First Baptist, however, is undeterred. If Southland insists on selling the three magazines at the 7-Eleven, the church might organize another boycott. “It would be the last thing we would want to do,” Murdock said. “I would much rather handle it on a one-to-one level.”

Two other convenience stores in the area have agreed to stop selling offensive magazines. The owner of the stores denied that pressure from the church led to his decision. Murdock said First Baptist might organize a boycott of other stores if negotiations fail to rid the town of pornography.

World Scene

The Vatican will dismiss 26 members of religious orders unless they publicly reject their support of a statement affirming that Roman Catholics can disagree on abortion. Twenty-four nuns, a Franciscan priest, and a Roman Catholic brother signed the statement, published as an advertisement in the New York Times. Sponsored by an unofficial group called Catholics for a Free Choice, the ad contended that a significant number of Catholic theologians believe abortion “can sometimes be a moral choice.”

A children’s author in England has been jailed for nine months for helping a friend commit suicide. Annetta Harding, 84, had asked Helen Hough to suffocate her if a drug overdose failed to kill her. Two hours after Harding took the drug overdose, Hough put a plastic bag over her friend’s head. Hough pleaded guilty to attempted murder.

The Jesuit order has expelled a Nicaraguan priest for refusing to give up his post as education minister in the Sandinista government. Fernando Cardenal, the only Jesuit among four priests who hold high-ranking positions in the Nicaraguan government, violated a church ban on priests in politics. While Cardenal has not been defrocked, he cannot perform priestly functions without the permission of a bishop.

The head of a center that studies religion in Communist lands told the World Council of Churches (WCC) that it has failed in its policy toward the Soviet Union. Michael Bourdeaux said the WCC—by trying to appease Soviet churches—has misled its membership on the actual condition of persecuted believers in the USSR. He said the Soviet Union’s policy on religious liberty and human rights has hardened since 1979.

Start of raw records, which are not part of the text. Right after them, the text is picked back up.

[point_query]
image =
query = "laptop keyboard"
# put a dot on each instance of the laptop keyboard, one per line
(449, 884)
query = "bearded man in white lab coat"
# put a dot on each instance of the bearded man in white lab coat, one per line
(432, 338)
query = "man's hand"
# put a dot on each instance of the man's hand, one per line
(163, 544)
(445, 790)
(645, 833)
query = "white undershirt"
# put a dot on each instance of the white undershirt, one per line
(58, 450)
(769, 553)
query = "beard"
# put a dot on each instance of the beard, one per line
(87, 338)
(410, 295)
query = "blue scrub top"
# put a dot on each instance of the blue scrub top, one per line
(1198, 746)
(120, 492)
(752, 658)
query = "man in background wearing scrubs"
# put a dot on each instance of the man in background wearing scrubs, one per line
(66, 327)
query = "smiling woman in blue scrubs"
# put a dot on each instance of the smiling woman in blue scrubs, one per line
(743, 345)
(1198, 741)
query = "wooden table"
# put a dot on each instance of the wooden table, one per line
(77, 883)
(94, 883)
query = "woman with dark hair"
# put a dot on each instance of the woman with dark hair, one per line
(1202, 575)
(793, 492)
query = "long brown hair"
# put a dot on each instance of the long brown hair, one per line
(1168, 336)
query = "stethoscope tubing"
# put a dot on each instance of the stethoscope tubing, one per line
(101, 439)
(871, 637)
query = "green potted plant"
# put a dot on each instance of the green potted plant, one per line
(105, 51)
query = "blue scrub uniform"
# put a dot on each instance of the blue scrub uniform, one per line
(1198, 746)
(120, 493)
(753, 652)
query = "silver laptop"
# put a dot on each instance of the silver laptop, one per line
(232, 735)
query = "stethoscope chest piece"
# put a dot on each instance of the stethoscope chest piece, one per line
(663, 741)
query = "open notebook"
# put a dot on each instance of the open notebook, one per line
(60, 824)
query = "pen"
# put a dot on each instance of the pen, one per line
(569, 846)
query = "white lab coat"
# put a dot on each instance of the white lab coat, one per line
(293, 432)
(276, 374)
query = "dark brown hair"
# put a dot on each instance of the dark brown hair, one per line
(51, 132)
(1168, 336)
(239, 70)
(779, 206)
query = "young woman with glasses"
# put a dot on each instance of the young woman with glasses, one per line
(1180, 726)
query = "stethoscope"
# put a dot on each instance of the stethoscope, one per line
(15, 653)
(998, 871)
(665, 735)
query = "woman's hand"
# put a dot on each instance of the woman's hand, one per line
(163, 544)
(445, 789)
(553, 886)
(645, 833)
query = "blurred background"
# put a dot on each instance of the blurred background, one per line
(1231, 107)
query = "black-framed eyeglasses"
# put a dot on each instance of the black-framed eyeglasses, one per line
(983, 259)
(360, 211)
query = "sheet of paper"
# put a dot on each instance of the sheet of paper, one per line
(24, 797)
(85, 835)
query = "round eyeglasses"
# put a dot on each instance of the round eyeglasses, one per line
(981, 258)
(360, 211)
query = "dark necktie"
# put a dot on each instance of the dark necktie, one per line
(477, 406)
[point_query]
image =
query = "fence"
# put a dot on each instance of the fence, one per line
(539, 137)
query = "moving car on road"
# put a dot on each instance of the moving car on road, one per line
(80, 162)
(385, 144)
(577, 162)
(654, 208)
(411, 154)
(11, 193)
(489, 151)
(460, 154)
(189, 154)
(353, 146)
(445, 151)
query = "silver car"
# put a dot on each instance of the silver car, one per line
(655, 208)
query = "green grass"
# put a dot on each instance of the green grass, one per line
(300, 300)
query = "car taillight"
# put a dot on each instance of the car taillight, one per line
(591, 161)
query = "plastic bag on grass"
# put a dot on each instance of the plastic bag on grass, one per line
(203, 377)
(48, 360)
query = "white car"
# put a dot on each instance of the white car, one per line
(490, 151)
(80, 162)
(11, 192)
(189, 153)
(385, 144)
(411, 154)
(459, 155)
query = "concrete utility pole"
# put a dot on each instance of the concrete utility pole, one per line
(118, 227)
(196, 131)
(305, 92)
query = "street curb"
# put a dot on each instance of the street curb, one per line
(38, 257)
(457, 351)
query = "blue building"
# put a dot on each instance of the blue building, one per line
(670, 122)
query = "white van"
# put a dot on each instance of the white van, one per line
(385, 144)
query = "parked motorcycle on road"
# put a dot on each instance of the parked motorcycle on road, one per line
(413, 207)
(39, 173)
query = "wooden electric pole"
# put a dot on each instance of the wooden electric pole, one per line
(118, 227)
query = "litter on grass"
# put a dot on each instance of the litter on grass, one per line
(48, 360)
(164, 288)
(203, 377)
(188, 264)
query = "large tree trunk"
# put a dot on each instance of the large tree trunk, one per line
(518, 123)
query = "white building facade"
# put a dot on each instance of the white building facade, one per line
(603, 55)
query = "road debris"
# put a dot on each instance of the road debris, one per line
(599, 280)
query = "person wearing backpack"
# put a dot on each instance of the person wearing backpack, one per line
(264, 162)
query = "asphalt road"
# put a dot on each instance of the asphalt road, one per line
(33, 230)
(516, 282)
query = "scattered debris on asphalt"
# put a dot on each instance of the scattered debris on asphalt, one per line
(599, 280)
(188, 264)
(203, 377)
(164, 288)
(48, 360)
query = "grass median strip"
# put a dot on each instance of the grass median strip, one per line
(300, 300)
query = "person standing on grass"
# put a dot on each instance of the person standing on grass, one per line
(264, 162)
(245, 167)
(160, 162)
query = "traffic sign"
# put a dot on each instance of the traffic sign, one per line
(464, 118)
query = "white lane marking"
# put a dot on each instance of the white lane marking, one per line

The Roman Catholic Church in England and Wales has finalized guidelines for the reception of married Anglican clergymen as Catholic priests. Factors to be considered will include the candidate’s theological training, his family situation, and his relationship with the church he is leaving. Some of the applicants are believed to be Anglo-Catholic priests who oppose a move to ordain women in the Church of England.